Pour conclure cette (trop ?) longue revue, un remerciement s’impose pour la mise à disposition du grand public d’un ouvrage aussi accessible, porte d’entrée dans le monde merveilleux de la relation vraie au cheval…
En un mot, un manuel de référence !
Lire Communiquer avec son cheval :
Véronique de Saint Vaulry ne fait pas du tout partie des « nouveaux maîtres », ou du courant chuchoteurs. Son approche elle l’a développée au fil des ans, grâce à sa pratique de l’équitation d’extérieur (en TREC). Son approche car ce n’est pas une « méthode » est emprunte de réalisme, de bon sens, et d’un profond respect du cheval. Donc oui forcément elle semble faire de « l’équitation éthologique », mais elle n’a pas attendu Parelli et les autres pour le faire.

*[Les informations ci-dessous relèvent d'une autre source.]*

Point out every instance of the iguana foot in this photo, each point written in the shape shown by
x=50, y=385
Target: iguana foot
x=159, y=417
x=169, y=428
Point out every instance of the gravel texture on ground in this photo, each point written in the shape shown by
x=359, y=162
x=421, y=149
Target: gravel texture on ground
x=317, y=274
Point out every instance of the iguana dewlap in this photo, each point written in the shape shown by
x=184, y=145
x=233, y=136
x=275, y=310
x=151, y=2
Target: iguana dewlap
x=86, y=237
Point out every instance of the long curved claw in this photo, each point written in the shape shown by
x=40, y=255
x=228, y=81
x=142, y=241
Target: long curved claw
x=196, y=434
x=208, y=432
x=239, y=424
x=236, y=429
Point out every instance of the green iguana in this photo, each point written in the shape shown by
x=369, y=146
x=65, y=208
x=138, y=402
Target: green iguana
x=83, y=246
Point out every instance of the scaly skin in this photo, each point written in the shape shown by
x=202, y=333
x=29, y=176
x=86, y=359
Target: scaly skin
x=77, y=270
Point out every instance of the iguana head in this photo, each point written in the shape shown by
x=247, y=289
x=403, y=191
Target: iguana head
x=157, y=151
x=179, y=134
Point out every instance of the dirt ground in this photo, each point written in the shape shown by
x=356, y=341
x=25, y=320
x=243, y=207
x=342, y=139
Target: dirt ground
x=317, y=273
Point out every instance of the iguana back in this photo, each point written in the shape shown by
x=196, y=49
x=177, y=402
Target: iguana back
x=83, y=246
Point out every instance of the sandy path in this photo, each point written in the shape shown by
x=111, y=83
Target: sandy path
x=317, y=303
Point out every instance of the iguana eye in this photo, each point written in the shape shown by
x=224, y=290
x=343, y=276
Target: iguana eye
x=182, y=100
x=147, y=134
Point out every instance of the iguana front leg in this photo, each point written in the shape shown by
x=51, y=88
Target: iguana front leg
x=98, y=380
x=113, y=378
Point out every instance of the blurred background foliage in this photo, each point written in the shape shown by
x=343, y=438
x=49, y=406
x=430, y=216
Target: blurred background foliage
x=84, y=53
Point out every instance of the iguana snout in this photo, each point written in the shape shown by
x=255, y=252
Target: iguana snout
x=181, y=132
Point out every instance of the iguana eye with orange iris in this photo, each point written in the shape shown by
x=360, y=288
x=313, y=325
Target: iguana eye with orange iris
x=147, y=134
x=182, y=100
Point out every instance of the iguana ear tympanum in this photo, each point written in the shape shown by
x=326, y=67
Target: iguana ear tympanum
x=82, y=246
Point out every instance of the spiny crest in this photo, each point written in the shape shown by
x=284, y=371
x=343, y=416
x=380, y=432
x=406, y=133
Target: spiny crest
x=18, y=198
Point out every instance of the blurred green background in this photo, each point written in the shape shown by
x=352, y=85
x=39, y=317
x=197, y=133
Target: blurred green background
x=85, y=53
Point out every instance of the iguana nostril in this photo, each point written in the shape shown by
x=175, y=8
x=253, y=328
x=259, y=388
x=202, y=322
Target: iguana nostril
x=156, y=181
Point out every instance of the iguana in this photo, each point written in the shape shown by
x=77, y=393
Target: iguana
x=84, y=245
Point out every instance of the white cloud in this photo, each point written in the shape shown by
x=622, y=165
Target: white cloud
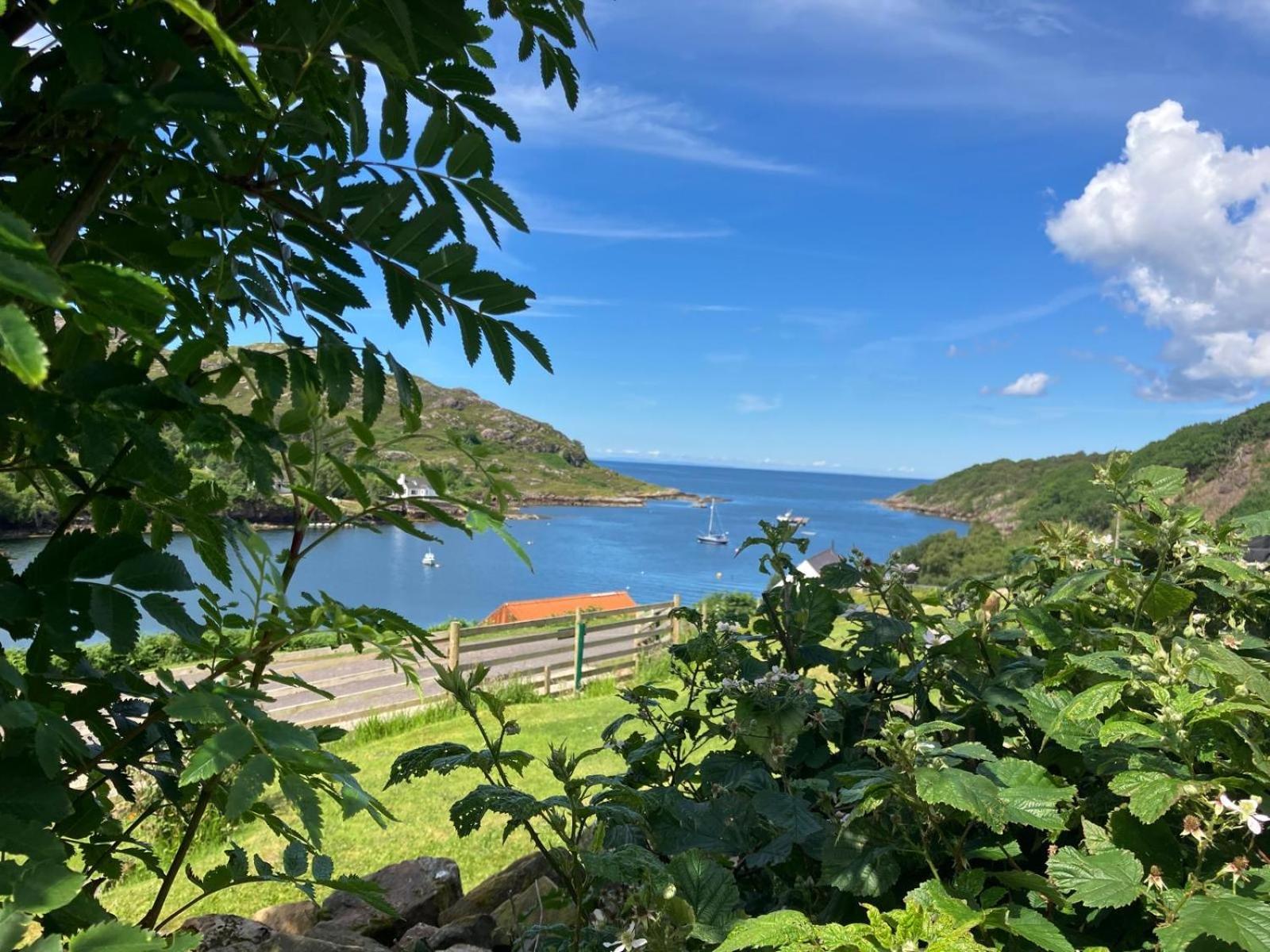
x=609, y=117
x=727, y=357
x=755, y=404
x=1028, y=385
x=1183, y=228
x=1255, y=13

C’est une de ces remarquable « femmes de cheval » pour qui le cheval passe avant tout objectif technique ou disciplinaire.
Visiter son site : http://www.saintvaulry.com/
Morceaux choisis
Il est de plus en plus fréquent de rencontrer des cavaliers qui refusent totalement l’idée de faire subir quelque chose de désagréable à leur cheval. La vue d’une cravache les révulse, l’idée de punition leur fait horreur. Aussi se précipitent ils avec passion sur les « nouvelles méthodes », lorsque leur promoteur de celles-ci a l’habileté de les présenter comme douces et naturelles, et d’insister sur l’absence de punition. Sauf dans le cas bien particulier du clicker training, un tel discours est une escroquerie. (p 19)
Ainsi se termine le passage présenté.